1. Plant communities that are adapted to low levels of nutrient availability are particularly sensitive to the effects of elevated nitrogen (N) deposition. Although site-level manipulation experiments have been used widely to examine the effects of N deposition on (semi-)natural ecosystems under controlled conditions, relatively few studies have investigated field-scale impacts of elevated ambient N deposition on native plant communities and ecosystems.
2. This study investigates the relationship between atmospheric N deposition, plant and soil nutrient status and microbial enzyme activities at 32 lowland heathland sites across the UK. Sites were chosen to cover a range of N deposition rates (13.3–30.8 kg N ha−1 year−1), geographical areas and different geologies.

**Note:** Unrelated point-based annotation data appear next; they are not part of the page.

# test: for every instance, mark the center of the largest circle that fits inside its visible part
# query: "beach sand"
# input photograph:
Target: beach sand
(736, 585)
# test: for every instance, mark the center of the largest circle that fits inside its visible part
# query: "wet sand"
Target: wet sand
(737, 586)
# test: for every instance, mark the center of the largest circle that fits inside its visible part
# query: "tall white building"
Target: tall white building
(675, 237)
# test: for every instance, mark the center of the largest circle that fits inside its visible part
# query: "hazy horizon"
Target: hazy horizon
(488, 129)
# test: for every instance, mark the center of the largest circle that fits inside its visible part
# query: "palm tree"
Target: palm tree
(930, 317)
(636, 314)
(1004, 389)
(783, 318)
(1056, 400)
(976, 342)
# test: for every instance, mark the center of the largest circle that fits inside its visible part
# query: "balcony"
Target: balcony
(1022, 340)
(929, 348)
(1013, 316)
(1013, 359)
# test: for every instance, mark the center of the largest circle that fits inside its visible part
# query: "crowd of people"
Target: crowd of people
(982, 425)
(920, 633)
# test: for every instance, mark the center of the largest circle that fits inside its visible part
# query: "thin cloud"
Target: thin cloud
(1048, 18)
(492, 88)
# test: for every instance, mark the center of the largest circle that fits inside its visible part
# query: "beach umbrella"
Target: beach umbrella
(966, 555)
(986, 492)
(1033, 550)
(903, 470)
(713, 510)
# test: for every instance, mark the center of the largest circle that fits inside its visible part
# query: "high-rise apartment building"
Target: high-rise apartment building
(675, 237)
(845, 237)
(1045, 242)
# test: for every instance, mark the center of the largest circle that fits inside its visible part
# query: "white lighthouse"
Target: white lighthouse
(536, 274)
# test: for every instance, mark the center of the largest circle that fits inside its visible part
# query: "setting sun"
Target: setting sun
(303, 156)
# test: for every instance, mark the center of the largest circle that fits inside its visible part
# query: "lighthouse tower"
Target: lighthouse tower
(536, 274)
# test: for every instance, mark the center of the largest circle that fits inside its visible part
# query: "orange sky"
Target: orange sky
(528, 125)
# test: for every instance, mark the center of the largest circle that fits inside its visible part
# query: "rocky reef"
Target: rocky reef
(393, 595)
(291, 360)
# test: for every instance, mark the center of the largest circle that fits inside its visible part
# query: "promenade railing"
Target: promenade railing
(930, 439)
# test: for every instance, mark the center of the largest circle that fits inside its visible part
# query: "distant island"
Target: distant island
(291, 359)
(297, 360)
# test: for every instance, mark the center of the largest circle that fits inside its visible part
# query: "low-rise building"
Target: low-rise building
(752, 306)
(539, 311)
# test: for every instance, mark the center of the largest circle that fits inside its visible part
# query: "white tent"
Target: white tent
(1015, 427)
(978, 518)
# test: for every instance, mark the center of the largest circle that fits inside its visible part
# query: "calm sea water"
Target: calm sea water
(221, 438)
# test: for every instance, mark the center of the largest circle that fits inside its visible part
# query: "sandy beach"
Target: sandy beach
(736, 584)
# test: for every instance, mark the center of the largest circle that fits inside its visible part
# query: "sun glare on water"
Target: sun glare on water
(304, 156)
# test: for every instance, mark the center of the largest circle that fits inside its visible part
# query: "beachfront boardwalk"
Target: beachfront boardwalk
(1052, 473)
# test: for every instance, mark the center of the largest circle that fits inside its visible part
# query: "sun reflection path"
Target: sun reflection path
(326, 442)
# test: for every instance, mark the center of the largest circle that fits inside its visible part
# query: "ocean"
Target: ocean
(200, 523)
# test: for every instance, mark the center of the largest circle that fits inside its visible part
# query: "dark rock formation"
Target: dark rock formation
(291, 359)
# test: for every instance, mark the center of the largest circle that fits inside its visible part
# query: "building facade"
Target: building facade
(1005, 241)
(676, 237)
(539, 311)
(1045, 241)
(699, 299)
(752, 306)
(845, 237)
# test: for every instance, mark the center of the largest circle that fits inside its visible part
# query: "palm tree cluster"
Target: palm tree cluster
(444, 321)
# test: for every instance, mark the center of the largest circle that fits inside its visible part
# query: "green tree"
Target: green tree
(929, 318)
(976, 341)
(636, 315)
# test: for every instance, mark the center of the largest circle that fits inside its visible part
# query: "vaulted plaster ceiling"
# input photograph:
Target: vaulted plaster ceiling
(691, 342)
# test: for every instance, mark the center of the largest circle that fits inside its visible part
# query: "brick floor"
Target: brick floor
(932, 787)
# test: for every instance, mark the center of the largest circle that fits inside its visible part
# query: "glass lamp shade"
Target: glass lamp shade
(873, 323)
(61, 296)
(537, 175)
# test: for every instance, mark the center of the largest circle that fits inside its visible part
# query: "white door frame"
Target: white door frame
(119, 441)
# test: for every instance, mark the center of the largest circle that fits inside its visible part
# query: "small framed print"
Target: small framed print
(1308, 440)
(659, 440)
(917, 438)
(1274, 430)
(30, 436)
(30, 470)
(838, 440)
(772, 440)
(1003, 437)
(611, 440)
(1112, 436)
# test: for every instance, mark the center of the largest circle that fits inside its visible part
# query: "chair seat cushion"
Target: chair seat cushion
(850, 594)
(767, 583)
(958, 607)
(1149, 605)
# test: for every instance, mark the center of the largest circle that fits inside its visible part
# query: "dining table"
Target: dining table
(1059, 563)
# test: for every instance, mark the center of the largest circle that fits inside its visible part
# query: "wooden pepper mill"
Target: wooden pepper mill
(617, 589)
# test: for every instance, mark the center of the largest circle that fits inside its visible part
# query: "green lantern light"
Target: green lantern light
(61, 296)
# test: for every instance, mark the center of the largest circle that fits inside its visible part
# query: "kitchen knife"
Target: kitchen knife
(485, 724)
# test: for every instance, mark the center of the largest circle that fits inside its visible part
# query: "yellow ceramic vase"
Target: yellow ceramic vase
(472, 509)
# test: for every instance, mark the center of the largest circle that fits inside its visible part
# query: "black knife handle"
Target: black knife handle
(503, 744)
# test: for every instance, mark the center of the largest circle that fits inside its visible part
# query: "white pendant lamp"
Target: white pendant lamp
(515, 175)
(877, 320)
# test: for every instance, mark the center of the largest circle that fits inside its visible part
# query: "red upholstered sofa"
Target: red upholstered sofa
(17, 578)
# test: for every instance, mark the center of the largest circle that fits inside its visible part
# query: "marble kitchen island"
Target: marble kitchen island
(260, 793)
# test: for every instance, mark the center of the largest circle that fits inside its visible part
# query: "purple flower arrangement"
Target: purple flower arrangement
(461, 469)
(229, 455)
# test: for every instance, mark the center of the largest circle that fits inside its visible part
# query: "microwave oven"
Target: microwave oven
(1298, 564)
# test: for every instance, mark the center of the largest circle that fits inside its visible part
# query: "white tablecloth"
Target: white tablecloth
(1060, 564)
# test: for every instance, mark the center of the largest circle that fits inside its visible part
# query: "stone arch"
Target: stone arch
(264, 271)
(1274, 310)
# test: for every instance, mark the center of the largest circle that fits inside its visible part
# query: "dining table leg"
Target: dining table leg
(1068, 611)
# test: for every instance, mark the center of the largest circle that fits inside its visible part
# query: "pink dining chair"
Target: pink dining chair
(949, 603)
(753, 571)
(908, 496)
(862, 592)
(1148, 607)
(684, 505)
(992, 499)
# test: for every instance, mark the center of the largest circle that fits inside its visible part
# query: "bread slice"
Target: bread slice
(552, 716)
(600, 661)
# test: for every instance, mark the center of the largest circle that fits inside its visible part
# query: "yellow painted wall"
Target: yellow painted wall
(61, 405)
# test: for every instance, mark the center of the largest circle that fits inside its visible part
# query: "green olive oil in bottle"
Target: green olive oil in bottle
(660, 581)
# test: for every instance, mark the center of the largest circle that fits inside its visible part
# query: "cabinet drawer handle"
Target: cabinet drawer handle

3. Significant relationships were found between rates of N deposition (total, reduced and oxidized) and concentrations of N and phosphorus (P) in Calluna shoots, litter and soil; relationships were generally stronger with total and reduced forms of N, compared with oxidized N. Litter and humus layers were deeper at sites receiving higher atmospheric N inputs, suggesting increased rates of soil carbon and N accumulation, despite higher levels of phenol-oxidase activity (implying faster rates of organic matter decomposition) at these sites.
4. The combination of elevated plant and soil P concentrations at sites receiving greater N inputs suggests strongly that N is increasing the availability and uptake rates of P, in addition to N. Furthermore, significant interactions between temperature and N deposition on indices relating to productivity and the turnover and uptake of nutrients highlight the influence of climate on ecosystem response to N deposition.
5. Synthesis: Field-scale evidence of changes in rates of nutrient cycling, organic matter accumulation and plant biochemistry suggests that ambient levels of N deposition are affecting the functioning of many heathland ecosystems and that the magnitude of these effects is also influenced by climate. Since such changes are known to be associated with reduced resistance to environmental stress and loss of plant diversity, current (and predicted future) levels of N deposition are likely to have important implications for the conservation and long-term sustainability of nutrient-poor ecosystems, particularly in the face of climate change.